The latest casualty is 33-year-old Cuban immigrant Denny Adan Gonzalez, who was found unresponsive in his cell at the Stewart Detention Center in Lumpkin, Georgia, on a Tuesday night. ICE announced the death on Friday, citing suicide as the suspected cause, though the official investigation remains open. Gonzalez was pronounced dead less than an hour after being discovered.

Stewart Detention Center, run by CoreCivic, a private prison corporation with a history of controversy, has long been under fire for substandard medical care and the use of solitary confinement. Gonzalez’s death marks the fourth suicide at Stewart, reinforcing calls from advocates and legal experts to shutter the facility. Azadeh Shahshahani, legal and advocacy director at Project South, told The Guardian, "As tragedies mount at Stewart, we renew our call for this deadly prison to be shut down.
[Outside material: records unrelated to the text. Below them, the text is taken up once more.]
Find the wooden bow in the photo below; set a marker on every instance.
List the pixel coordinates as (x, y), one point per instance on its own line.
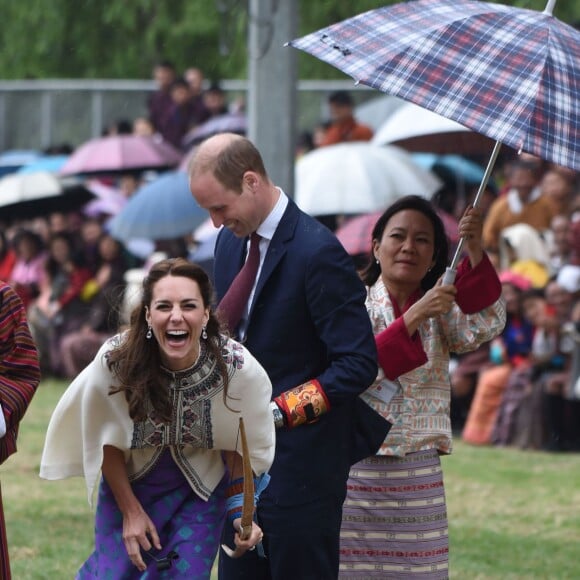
(248, 499)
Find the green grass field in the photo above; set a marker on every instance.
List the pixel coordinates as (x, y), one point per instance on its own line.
(512, 514)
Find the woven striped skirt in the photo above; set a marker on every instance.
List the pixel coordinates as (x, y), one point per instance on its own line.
(394, 521)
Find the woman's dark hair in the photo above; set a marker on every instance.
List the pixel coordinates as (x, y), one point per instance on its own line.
(52, 267)
(30, 236)
(371, 273)
(136, 362)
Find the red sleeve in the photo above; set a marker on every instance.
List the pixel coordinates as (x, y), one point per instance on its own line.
(78, 279)
(477, 288)
(19, 369)
(399, 353)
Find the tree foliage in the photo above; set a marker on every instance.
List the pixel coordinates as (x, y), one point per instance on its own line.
(120, 39)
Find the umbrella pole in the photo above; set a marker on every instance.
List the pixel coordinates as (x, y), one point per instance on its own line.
(451, 271)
Instead of taking steps to dismantle this prison, ICE is doubling down."

ICE’s detention population has ballooned under President Donald Trump’s immigration crackdown, growing from about 40,000 detainees in early 2025 to as many as 70,000 earlier this year. Budget documents reveal plans to maintain an average detention population near 99,000 in fiscal years 2026 and 2027, signaling no relief in sight for overcrowded and under-resourced facilities.

Gonzalez’s history underscores the harsh realities faced by detainees. He first entered the U.S. in 2019 but was deemed inadmissible and deported in 2020. After reentering in 2022, he was arrested on assault and domestic violence charges before ICE took custody in January 2026.

CoreCivic spokesperson Ryan Gustin claimed medical staff responded promptly to Gonzalez’s emergency, expressing sorrow over the loss. But such statements ring hollow amid mounting evidence that ICE detention centers, especially those run by private contractors, routinely fail to provide adequate care or oversight.

The surge in deaths at ICE facilities is not a side effect but a predictable outcome of policies that prioritize mass detention over human rights and safety. With each passing death, the case grows stronger for dismantling the private prison system and overhauling ICE’s brutal detention regime. Until then, the bodies will keep piling up behind locked gates.